Image Transformation

Image Transformations

Image transformations change the domain (pixel coordinates) rather than the range (pixel intensities). Transformations include translation, rotation, scaling, affine warps, and projective warps. See the detailed notes in the companion section for mathematical foundations, homogeneous coordinates, and code demos.

Image Morphing

Image morphing combines warping (geometric transformation) with cross-dissolving (intensity blending) to create smooth transitions between two images.
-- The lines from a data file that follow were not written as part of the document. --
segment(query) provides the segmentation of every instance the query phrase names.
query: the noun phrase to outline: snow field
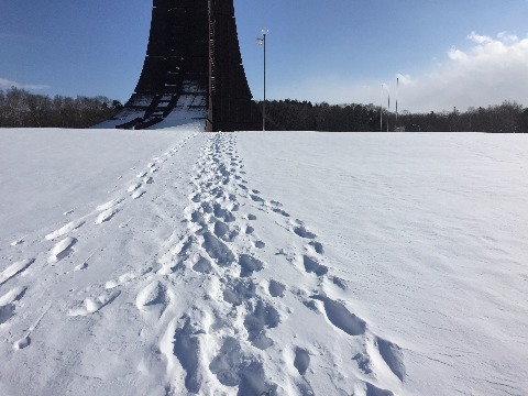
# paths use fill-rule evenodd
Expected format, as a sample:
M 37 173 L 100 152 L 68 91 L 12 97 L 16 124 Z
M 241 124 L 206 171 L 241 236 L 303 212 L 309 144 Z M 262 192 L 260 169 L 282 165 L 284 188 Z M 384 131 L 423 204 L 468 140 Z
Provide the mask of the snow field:
M 75 209 L 9 198 L 36 221 L 2 217 L 2 395 L 527 389 L 528 143 L 150 133 L 57 168 Z

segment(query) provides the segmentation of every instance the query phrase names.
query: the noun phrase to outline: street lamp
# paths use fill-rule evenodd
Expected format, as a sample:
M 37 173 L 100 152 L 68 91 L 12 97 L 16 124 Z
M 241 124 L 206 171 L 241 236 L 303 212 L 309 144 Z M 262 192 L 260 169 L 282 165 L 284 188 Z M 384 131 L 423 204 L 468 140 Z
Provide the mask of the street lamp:
M 256 44 L 264 46 L 264 101 L 262 102 L 262 130 L 266 130 L 266 35 L 270 31 L 262 30 L 262 37 L 256 38 Z

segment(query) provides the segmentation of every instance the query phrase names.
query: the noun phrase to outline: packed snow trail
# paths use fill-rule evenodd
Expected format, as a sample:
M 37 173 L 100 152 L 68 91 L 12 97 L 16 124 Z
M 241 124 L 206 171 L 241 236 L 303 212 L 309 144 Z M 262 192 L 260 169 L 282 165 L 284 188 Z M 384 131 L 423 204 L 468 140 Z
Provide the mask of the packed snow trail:
M 130 219 L 125 221 L 125 218 L 138 216 L 135 210 L 145 210 L 132 207 L 133 202 L 161 182 L 157 175 L 166 162 L 194 139 L 201 141 L 204 146 L 188 180 L 187 207 L 179 215 L 170 213 L 167 201 L 158 205 L 154 199 L 150 209 L 165 212 L 157 215 L 161 222 L 166 220 L 167 213 L 172 219 L 182 219 L 184 228 L 175 229 L 168 239 L 158 243 L 158 251 L 147 257 L 147 262 L 131 265 L 120 262 L 118 266 L 94 273 L 94 255 L 103 260 L 108 249 L 101 246 L 110 237 L 107 230 L 110 224 L 124 221 L 119 228 L 112 228 L 112 238 L 119 241 L 118 246 L 133 249 L 125 242 L 130 237 L 127 235 Z M 339 295 L 346 285 L 326 263 L 322 242 L 280 202 L 268 201 L 252 188 L 245 179 L 244 161 L 237 151 L 235 134 L 190 135 L 148 163 L 144 170 L 140 169 L 136 178 L 140 182 L 124 184 L 121 191 L 95 210 L 46 231 L 41 238 L 38 232 L 25 237 L 28 241 L 36 239 L 30 242 L 35 258 L 16 262 L 1 274 L 2 283 L 7 283 L 33 267 L 33 276 L 42 280 L 28 287 L 24 299 L 50 300 L 42 314 L 32 315 L 21 312 L 24 299 L 19 288 L 8 293 L 8 297 L 7 297 L 1 319 L 10 328 L 8 342 L 12 352 L 8 355 L 11 360 L 16 361 L 20 358 L 13 354 L 32 348 L 45 354 L 48 342 L 56 341 L 57 337 L 64 336 L 65 340 L 69 338 L 78 344 L 68 345 L 68 341 L 58 344 L 59 349 L 67 345 L 66 351 L 57 352 L 72 365 L 72 372 L 67 373 L 66 366 L 58 370 L 58 365 L 52 365 L 47 371 L 43 367 L 41 381 L 37 378 L 29 389 L 67 393 L 74 384 L 84 383 L 86 378 L 81 381 L 72 375 L 77 371 L 86 372 L 86 365 L 91 364 L 94 356 L 87 355 L 95 350 L 79 337 L 82 329 L 92 329 L 97 344 L 109 351 L 116 348 L 113 370 L 127 373 L 125 378 L 140 372 L 133 383 L 135 386 L 144 384 L 140 386 L 142 393 L 155 394 L 156 388 L 163 388 L 160 392 L 169 395 L 180 395 L 184 389 L 189 394 L 311 395 L 324 394 L 329 386 L 363 389 L 359 392 L 367 394 L 369 389 L 380 389 L 376 392 L 385 395 L 398 391 L 398 384 L 405 378 L 400 348 L 378 338 L 351 307 L 331 297 L 336 293 Z M 167 180 L 164 183 L 167 186 Z M 70 216 L 78 212 L 65 211 Z M 139 228 L 136 232 L 146 231 Z M 271 234 L 273 240 L 266 241 L 265 237 Z M 140 234 L 133 235 L 138 237 Z M 277 245 L 277 240 L 284 243 Z M 52 248 L 44 248 L 50 242 Z M 112 249 L 120 249 L 118 246 Z M 91 253 L 86 256 L 81 251 Z M 46 255 L 47 260 L 43 261 Z M 69 263 L 62 264 L 65 261 Z M 85 276 L 84 273 L 91 275 L 76 280 Z M 113 276 L 102 279 L 103 274 Z M 287 279 L 296 279 L 296 283 Z M 78 297 L 64 300 L 62 295 L 54 301 L 53 289 L 67 288 L 68 282 L 72 282 L 70 292 Z M 78 288 L 81 284 L 84 286 Z M 35 315 L 41 316 L 35 318 Z M 91 317 L 95 319 L 89 321 L 76 319 Z M 134 322 L 129 329 L 139 336 L 132 342 L 134 353 L 123 344 L 131 336 L 119 341 L 118 334 L 123 330 L 121 320 Z M 41 339 L 38 332 L 46 331 L 44 323 L 52 326 L 52 322 L 55 329 L 46 330 L 55 334 Z M 29 330 L 18 330 L 24 323 L 31 326 Z M 310 326 L 301 329 L 296 323 Z M 307 330 L 324 334 L 317 348 L 309 341 L 312 334 Z M 345 348 L 346 354 L 358 361 L 356 369 L 352 370 L 354 375 L 334 378 L 340 356 L 331 352 L 334 345 L 323 340 L 341 340 L 340 348 Z M 160 353 L 153 354 L 156 350 Z M 124 356 L 120 356 L 123 352 Z M 116 361 L 129 359 L 135 362 L 132 364 L 135 369 Z M 146 371 L 146 367 L 150 369 Z M 16 373 L 10 375 L 18 376 Z M 331 382 L 316 382 L 316 376 L 321 375 Z M 50 381 L 50 376 L 57 380 Z M 68 382 L 63 383 L 61 376 L 68 377 Z M 102 381 L 105 387 L 109 386 L 108 380 Z M 122 386 L 121 381 L 112 380 L 114 386 Z M 88 383 L 84 386 L 100 393 L 97 383 Z
M 0 394 L 521 395 L 526 296 L 516 290 L 528 279 L 525 222 L 454 208 L 448 227 L 443 212 L 431 215 L 438 205 L 408 209 L 443 190 L 433 185 L 431 194 L 408 167 L 398 148 L 405 142 L 373 150 L 364 136 L 346 138 L 361 143 L 358 163 L 328 173 L 322 157 L 310 157 L 324 155 L 322 138 L 310 136 L 299 144 L 288 134 L 175 133 L 168 146 L 120 169 L 108 194 L 54 208 L 61 216 L 46 226 L 12 226 L 0 245 L 0 355 L 8 362 Z M 272 156 L 277 139 L 294 143 Z M 382 174 L 364 165 L 363 147 L 396 160 Z M 461 157 L 484 161 L 480 152 Z M 504 175 L 520 175 L 515 166 Z M 464 172 L 479 182 L 462 182 L 486 198 L 481 175 Z M 322 201 L 318 188 L 328 190 Z M 525 197 L 519 191 L 508 199 Z M 463 194 L 479 205 L 471 189 Z M 397 215 L 386 207 L 375 215 L 385 201 Z M 413 229 L 417 221 L 439 223 L 435 238 Z M 498 226 L 481 229 L 485 221 Z M 480 230 L 485 238 L 475 237 Z M 403 238 L 417 232 L 438 256 L 409 250 Z M 496 242 L 505 235 L 507 243 Z M 444 249 L 448 242 L 460 249 Z M 471 261 L 460 254 L 466 250 Z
Key steps:

  • Define corresponding feature points/lines in source and target images

  • Compute intermediate warps for each frame

  • Cross-dissolve pixel intensities at each intermediate step

Panorama

Panorama stitching aligns and blends multiple overlapping images into a single wide field-of-view composite:

  • Detect and match features across image pairs

  • Estimate homography (projective transformation) between images

  • Warp images into a common coordinate frame

  • Blend seams to produce the final panorama

High Dynamic Range (HDR)

HDR imaging captures and merges multiple exposures of the same scene to recover the full range of irradiance values:

  • Capture bracketed exposures (short → long)
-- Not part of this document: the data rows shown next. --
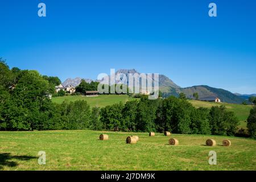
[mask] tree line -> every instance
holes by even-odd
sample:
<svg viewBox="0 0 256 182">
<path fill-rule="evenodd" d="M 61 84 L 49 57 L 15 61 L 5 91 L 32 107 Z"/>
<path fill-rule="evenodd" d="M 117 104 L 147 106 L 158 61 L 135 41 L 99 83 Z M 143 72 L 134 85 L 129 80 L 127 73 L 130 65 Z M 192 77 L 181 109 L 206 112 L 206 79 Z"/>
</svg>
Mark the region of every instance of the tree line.
<svg viewBox="0 0 256 182">
<path fill-rule="evenodd" d="M 0 61 L 0 130 L 48 130 L 169 131 L 178 134 L 233 135 L 238 121 L 224 106 L 196 108 L 184 97 L 139 99 L 103 108 L 90 108 L 85 101 L 53 103 L 56 77 L 35 71 L 10 69 Z M 256 109 L 247 119 L 255 137 Z"/>
</svg>

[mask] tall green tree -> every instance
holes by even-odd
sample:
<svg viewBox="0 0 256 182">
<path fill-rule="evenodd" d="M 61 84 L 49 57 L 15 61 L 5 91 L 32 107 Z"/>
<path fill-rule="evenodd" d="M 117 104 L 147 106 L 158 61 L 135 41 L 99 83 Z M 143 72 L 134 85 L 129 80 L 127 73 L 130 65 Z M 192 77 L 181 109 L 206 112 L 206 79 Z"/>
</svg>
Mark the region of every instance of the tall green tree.
<svg viewBox="0 0 256 182">
<path fill-rule="evenodd" d="M 194 98 L 194 99 L 195 100 L 198 100 L 199 98 L 199 95 L 198 94 L 197 92 L 195 92 L 193 94 L 193 97 Z"/>
<path fill-rule="evenodd" d="M 187 100 L 187 96 L 183 92 L 181 92 L 179 94 L 179 98 L 180 99 L 182 99 L 182 100 Z"/>
<path fill-rule="evenodd" d="M 100 119 L 105 129 L 118 131 L 122 128 L 123 108 L 123 105 L 119 103 L 101 109 Z"/>
<path fill-rule="evenodd" d="M 93 130 L 101 130 L 102 123 L 100 120 L 101 109 L 98 107 L 93 107 L 90 115 L 90 129 Z"/>
<path fill-rule="evenodd" d="M 127 102 L 122 110 L 122 127 L 126 131 L 136 131 L 138 101 Z"/>
<path fill-rule="evenodd" d="M 212 107 L 209 122 L 212 134 L 217 135 L 234 135 L 239 123 L 234 113 L 227 111 L 224 106 Z"/>
<path fill-rule="evenodd" d="M 250 115 L 247 119 L 247 127 L 250 136 L 256 139 L 256 106 L 250 110 Z"/>
</svg>

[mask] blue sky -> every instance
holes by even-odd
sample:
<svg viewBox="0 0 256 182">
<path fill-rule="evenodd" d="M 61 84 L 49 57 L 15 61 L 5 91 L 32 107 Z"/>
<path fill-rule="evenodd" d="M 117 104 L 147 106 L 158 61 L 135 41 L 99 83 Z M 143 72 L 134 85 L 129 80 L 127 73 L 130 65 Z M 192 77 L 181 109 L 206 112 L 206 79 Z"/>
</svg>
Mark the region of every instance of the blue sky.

  • Estimate camera response curve

  • Reconstruct radiance map

  • Apply tone mapping to display on standard monitors

Stereo

Stereo vision uses two images from slightly different viewpoints to estimate depth:

  • Find corresponding points between left and right images

  • Compute disparity (pixel offset) — inversely proportional to depth

  • Generate a depth map from disparity values

Photosynth

Photosynth (Microsoft) reconstructs 3D scenes from large collections of unstructured photographs using structure-from-motion techniques.

Extrinsic Camera Parameters

Extrinsic parameters describe the camera’s position and orientation in world coordinates:

  • Rotation matrix R (3×3): camera orientation

  • Translation vector t (3×1): camera position

  • Combined as a 3×4 matrix [R | t]

Intrinsic Camera Parameters

Intrinsic parameters describe the camera’s internal geometry:

  • Focal length (fx, fy)

  • Principal point (cx, cy) — where optical axis meets image plane

  • Skew coefficient

  • Encoded in the 3×3 camera matrix K

Camera Calibration

Camera calibration recovers intrinsic and extrinsic parameters from images of known calibration targets (e.g., checkerboard patterns) using techniques like Zhang’s method.